Likely voter screens and inaccurate poll results

by Cheez Whiz

Community

(This content is not subject to review by Daily Kos staff prior to publication.)

Tuesday, Jan. 19, 2010 Tuesday, Jan. 19, 2010 at 7:52:19am PST

Determining who is and who is not a likely voter is a real problem for good pollsters. As such, a variety of metrics have been created to determine the probability an individual will vote. Some of these likely voter screens are based, to a degree, on the level of "excitedness" a polled individual expresses for voting or a candidate. I constructed this model because I wanted to see if I really believe in "likely voter screens", i.e., are they good enough to predict outcomes, based on the polled variables? This is simple minded, but it's a first pass and an interesting exploration of screening techniques.

(join me below the jump)

To begin with, I wanted to see what an "excitability based" screen would do to results, predicting who would actually vote....How close does such a screen come to the final actual vote. So I created a population of voters, some subsamples of which had been polled in the past as to their actual likelihood of voting for a particular candidate. I assigned them an "excitedness metric", and
then looked at the polled estimates of the winner's and loser's final tallies.

In the plot below, you can see that as the "excitedness" of a particular subpopulation of voters increased relative to another population, the more likely it was that polls would capture that excitedness, and project that candidate to be the winner. Even if, as is the case in this of some iterations of this simulation, the projected loser is the actual winner. The relative proportions of the vote are Actual Winner 0.5025, Actual loser 0.4975.

So, please keep this in mind when looking at polls. The likely voter screen is a real problem, and can distort outcomes as easily as clarify them. More sophisticated voter screens (that incorporate voting history, socioeconomic variables, etc) may lead to more accurate results. But not necessarily. I intend to explore some of those screens in upcoming versions of this model.

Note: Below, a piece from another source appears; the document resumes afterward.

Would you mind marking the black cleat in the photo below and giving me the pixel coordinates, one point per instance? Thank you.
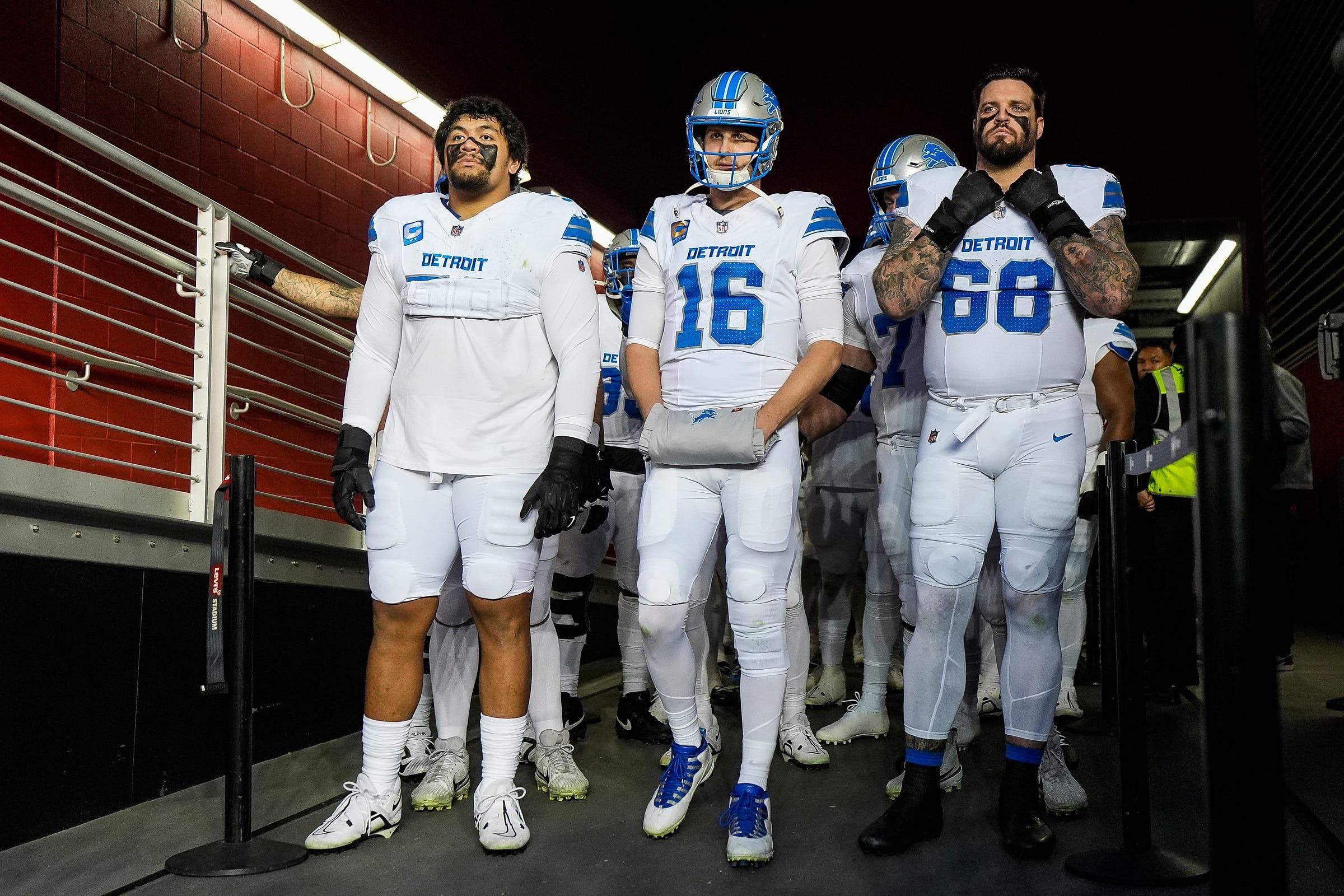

This may or may not reflect on today's race at all. Personally, I expect it to be closer than some of these later polls have projected. But I think we could all do with some sober reflection on the nature of polling science, and

MATLAB code for HAMPS (Half-Assed Model of Polling Screens):

%%
%% r is population and voting preference
%%
r=[ones(1,100000) -1*ones(1,0.01*100000+100000)];
for(z=1:10)
mult(z)=2.5*z/10; %% relative intensity or excitedness ratio
x=zeros(1,length(r));

%%
%% excitedness for each subpop
%%

x(find(r==-1))=4+randn(1,length(find(r==-1)))*2;
x(find(r==1))=4*mult(z)+randn(1,length(find(r==1)))*2;;
%%
x=x-min(x);
x=x/max(x);

%%
%% Sample r with x based screen (lots of different polls
%%
for(j=1:50)

i=randperm(length(r));
R=r(i(1:100));
R=R(find(x(i(1:100))>0.3));
allR{j}=R;
end

clear frac_1;
clear frac_2;
for(k=1:length(allR))
frac_1(k)=length(find(allR{k}==1))/length(allR{k});
frac_2(k)=length(find(allR{k}==-1))/length(allR{k});
hold on;
plot(mult(z),frac_1(k),'r.');

plot(mult(z),frac_2(k),'b.')
end
%%
%% mean projected votes to clarify trend
%%
h=plot(mult(z),mean(frac_1),'ro');
set(h,'markersize',12,'markerfacecolor','r');
h=plot(mult(z),mean(frac_2),'bo');
set(h,'markersize',12,'markerfacecolor','b');
end
hold off;
set(gca,'fontsize',15,'xlim',[0 3],'ylim',[0.2 0.8])